On the other hand, some of the metrics  are  specific for molecular generation tasks, such as the Frechet ChemNet Distance(FCD) introduced by \citet{Preuer2018FrchetCD}, or the Neighbourhood subgraph pairwise distance kernel (NSPDK) MMD introduced by \citet{Costa2010FastNS}. Other metrics include the  percentage of atom stability, molecule stability, validity of generated molecules as used by \citet{pmlr-v162-hoogeboom22a, Vignac2022DiGressDD} and others.

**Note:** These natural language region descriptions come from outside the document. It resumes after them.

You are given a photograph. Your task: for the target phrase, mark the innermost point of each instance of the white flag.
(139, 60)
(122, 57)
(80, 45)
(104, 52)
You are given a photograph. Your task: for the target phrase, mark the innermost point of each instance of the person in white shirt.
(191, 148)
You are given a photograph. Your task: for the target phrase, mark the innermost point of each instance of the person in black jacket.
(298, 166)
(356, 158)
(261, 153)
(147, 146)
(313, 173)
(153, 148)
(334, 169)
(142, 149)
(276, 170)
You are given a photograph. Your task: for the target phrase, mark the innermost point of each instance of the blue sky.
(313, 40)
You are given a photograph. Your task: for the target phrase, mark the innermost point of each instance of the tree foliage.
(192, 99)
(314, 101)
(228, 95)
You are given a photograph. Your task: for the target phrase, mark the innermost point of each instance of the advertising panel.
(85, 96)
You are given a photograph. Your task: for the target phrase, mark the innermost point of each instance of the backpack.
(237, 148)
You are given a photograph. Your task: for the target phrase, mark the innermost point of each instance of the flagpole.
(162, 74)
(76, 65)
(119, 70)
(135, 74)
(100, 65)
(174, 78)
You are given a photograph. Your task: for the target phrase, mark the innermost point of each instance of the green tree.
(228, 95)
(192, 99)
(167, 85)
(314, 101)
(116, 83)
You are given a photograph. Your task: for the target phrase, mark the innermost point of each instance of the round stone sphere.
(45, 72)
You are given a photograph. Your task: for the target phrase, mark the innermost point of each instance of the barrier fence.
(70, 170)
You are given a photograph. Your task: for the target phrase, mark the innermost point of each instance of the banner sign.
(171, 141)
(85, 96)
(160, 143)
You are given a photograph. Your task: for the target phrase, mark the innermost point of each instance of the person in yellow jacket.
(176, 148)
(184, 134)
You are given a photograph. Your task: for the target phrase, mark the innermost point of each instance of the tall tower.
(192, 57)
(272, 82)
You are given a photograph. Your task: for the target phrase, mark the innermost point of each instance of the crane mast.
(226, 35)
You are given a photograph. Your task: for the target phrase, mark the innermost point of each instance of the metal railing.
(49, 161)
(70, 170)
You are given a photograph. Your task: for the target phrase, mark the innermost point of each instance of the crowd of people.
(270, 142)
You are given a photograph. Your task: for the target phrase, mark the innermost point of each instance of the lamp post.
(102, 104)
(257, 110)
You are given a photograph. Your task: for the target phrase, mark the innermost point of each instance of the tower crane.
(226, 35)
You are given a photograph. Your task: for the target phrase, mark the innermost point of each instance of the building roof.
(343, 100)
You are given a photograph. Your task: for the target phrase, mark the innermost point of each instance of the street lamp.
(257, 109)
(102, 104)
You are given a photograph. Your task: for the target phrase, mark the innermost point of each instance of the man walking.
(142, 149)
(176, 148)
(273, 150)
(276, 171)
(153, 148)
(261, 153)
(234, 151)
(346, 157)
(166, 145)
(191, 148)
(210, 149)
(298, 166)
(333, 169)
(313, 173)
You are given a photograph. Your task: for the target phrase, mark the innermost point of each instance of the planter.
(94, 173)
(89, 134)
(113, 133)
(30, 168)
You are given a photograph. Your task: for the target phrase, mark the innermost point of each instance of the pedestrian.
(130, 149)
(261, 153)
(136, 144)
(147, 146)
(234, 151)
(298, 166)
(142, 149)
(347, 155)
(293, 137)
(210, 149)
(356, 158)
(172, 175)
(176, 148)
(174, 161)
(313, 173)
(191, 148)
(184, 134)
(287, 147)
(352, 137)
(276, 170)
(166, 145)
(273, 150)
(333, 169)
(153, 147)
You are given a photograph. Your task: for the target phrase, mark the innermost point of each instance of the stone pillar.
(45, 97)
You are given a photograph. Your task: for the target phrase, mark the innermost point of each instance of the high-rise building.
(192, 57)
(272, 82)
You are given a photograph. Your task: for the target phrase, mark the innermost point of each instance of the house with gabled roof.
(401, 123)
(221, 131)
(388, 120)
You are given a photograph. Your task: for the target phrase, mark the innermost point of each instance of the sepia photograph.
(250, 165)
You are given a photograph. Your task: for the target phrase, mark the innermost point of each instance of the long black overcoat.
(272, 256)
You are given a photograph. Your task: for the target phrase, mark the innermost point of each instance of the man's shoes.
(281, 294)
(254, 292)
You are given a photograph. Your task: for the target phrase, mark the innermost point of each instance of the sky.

 As one critique of prior evaluations, \citet{o'bray2022evaluation} noticed that metrics based on MMD were sensitive to the choice of the kernel functions, the parameters of kernel, and the parameters of the descriptor function. \citet{thompson2022evaluation} also noted that current evaluation methods do not accurately capture the diversity of the generated samples,
 which lead them to propose their own approach based on using the graph embedding produced by GIN \citep{Xu2018HowPA} and calculating metrics on that embedding to better capture diversity.
 
\cite{southern2023curvature} recently proposed the use of curvature descriptors and  topological data analysis for a more robust and expressive metric for evaluating graph generative models but does not specifically consider thin support regions.
 Despite this progress, there are still deficiencies in the current metrics particularly, when it comes to measuring the ability of the model to generate data in thin support regions.
\paragraph{Related Train-Test Validation Methods}

While classic cross validation methods sample form i.i.d. splits \citep{Arlot2009ASO}, our approach creates splits that are nearly out-of-distribution, which means that there is a distribution shift between train and test.
Evaluating models under distribution shift has been studied for supervised learning under the names of domain adaptation (DA) \citep{Farahani2020ABR} and domain generalization (DG) \citep{Koh2020WILDSAB}. In both cases, the accuracy metric is evaluated on a test distribution that is different from the training distribution. However, both DA and DG primarily consider supervised learning tasks while we consider generative models. Thus, our approach can be viewed as a type of distribution shift evaluation for generative models.

In a similar vein, \cite{bazhenov2023evaluating} propose a method for splitting the \emph{nodes} of a graph into in-distribution and out-of-distribution nodes based on structural properties.
This splitting enables the evaluation of node-level prediction tasks under distribution shifts.
We differ from this work because we split along graphs instead of along nodes, and ours is aimed at evaluating generative models while theirs is focused on node-level tasks.